Surpris et un peu dépité par certaines lectures morales de ce film, que j’ai vu pour ma part précisément comme une façon de dire merde au moralisme bourgeois. A mon avis, introduire ici de la morale et esquiver l’empathie à laquelle tout le film invite, c’est rester en dehors de l’histoire et en dehors du personnage.
La bourgeoisie et ses affiliés s’offusqueront de la haine amassée par ce beauf ultime et pourront se convaincre un peu plus de la sauvagerie naturelle des prolos. On a bien vu que toute l’entreprise de délégitimation des revendications des Gilets jaunes avait comme arme principale la violence du mouvement.
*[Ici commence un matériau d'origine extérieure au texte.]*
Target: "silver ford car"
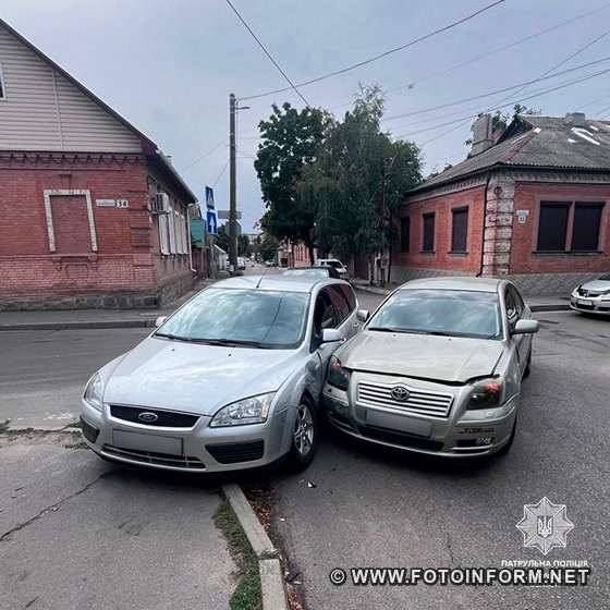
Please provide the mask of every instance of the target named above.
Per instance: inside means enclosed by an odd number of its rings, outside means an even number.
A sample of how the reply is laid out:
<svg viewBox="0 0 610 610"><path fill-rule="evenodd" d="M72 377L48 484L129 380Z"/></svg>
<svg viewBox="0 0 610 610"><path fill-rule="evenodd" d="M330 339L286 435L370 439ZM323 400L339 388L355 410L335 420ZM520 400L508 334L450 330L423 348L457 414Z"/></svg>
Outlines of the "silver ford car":
<svg viewBox="0 0 610 610"><path fill-rule="evenodd" d="M368 312L358 317L367 320ZM537 330L508 281L408 282L332 356L324 388L329 419L349 435L420 453L508 449Z"/></svg>
<svg viewBox="0 0 610 610"><path fill-rule="evenodd" d="M88 381L81 425L102 457L218 472L313 459L328 361L359 327L347 282L283 276L202 291Z"/></svg>

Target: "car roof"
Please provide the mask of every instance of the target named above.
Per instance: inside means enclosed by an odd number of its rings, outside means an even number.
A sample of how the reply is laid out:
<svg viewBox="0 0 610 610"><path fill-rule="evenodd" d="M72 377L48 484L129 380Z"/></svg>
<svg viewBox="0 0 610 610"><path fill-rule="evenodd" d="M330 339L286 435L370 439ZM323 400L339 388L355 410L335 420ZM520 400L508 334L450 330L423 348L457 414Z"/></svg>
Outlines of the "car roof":
<svg viewBox="0 0 610 610"><path fill-rule="evenodd" d="M235 276L228 280L221 280L211 288L229 289L258 289L277 290L280 292L306 292L309 293L317 284L346 283L332 278L319 278L317 276L283 276L283 274L261 274L261 276Z"/></svg>
<svg viewBox="0 0 610 610"><path fill-rule="evenodd" d="M432 289L432 290L469 290L475 292L498 292L505 280L497 278L473 278L455 276L448 278L423 278L402 284L399 290Z"/></svg>

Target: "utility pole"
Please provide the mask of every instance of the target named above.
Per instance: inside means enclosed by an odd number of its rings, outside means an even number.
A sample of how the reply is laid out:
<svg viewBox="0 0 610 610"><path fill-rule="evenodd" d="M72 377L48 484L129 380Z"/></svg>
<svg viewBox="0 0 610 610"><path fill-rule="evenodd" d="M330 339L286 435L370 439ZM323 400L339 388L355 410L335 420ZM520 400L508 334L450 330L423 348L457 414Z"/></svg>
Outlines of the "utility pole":
<svg viewBox="0 0 610 610"><path fill-rule="evenodd" d="M235 175L235 94L229 96L229 269L237 270L237 183Z"/></svg>

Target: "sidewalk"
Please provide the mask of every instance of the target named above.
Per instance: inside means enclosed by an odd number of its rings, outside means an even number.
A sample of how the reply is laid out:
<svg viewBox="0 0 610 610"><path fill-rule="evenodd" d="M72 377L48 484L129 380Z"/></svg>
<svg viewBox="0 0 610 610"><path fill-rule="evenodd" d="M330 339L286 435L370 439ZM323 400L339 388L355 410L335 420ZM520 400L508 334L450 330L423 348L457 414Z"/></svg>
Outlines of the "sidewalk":
<svg viewBox="0 0 610 610"><path fill-rule="evenodd" d="M352 283L356 290L387 296L400 284L389 283L386 288L370 285L366 280L353 278ZM525 302L532 312L565 312L570 309L569 296L525 296Z"/></svg>
<svg viewBox="0 0 610 610"><path fill-rule="evenodd" d="M212 284L202 280L172 303L158 309L64 309L53 312L0 312L0 331L9 330L66 330L95 328L148 328L159 316L168 316L195 293Z"/></svg>

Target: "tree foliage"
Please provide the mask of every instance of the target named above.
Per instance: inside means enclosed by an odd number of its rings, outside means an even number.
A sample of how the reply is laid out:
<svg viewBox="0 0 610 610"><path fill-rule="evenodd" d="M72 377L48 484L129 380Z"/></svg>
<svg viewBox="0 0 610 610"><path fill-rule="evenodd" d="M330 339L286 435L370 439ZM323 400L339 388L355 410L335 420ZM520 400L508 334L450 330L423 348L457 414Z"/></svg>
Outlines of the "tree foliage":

Ce film, que je ne crois pas du tout militant (pas le genre de Gaspar Noé), a le mérite de montrer la violence comme le fruit d’un cheminement social et comme la seule force des déclassés. Boucher perd tout, ses parents, puis son taf, puis sa « valeur » sociale, puis sa femme, son gosse, son toit. Il lui reste une seule chose : le flingue qu’il a volé à sa belle-mère. C'est la violence qui le protège, et qui le condamne aussi. Mais Boucher en a plein le cul et il a choisi de creuser dans la merde, comme il le dit.
En fait, la violence n’est pas exactement la seule force des déclassés comme je viens de le prétendre. Leur première force est leur nombre. Mais ici, le monde entier est hostile et Boucher lui-même n’aime personne. D’ailleurs, lui qui pensait d’abord réserver ses balles à ce patron qui l’a traité comme une merde, il essaie finalement de les tirer sur un patron de bistrot – trop arabe, ou trop portugais, en tout cas déjà trop patron pour lui, puisqu'il a quelque chose à défendre.
Boucher déteste tout parce qu’on ne le laisse rien aimer. Il ne cède nulle part au nihilisme ; même quand il s’imagine violer puis tuer sa fille muette, il espère encore appartenir au camp du bien. La dernière scène du film à cet égard est bouleversante de tendresse. Boucher n’attendait que ça. On ne se réfugie dans la violence et la haine que parce qu’on n’a pas trouvé de refuge plus confortable. Certes, il n’est pas innocent, il le dit lui-même : « les erreurs, on ne les rattrape pas, on les additionne ». Et il ira jusqu’à commettre celle que le film ne laisse pas voir, mais que Boucher nous laisse imaginer dans une ultime confession :
« De toute façon, qu'on le fasse ou pas, ça changera pas le cours de l'humanité. Et pour toi et pour moi ça changera tout. Les gens croient qu'ils sont libres ? Mais la liberté ça n’existe pas. Il n’y a que des lois, que les inconnus ont fabriquées pour leur bien, et qui, moi, me verrouillent dans mon malheur. Et parmi ces lois, il y en a une qui dit que je ne dois pas t’aimer, parce que tu es ma fille. Et pourquoi ? Si cet amour on nous l’interdit, ce n’est sûrement pas parce que c’est mal, mais parce que c’est trop puissant. Mais dans notre cas, je ne vois que ça. Je t’aime. Un point c’est tout.»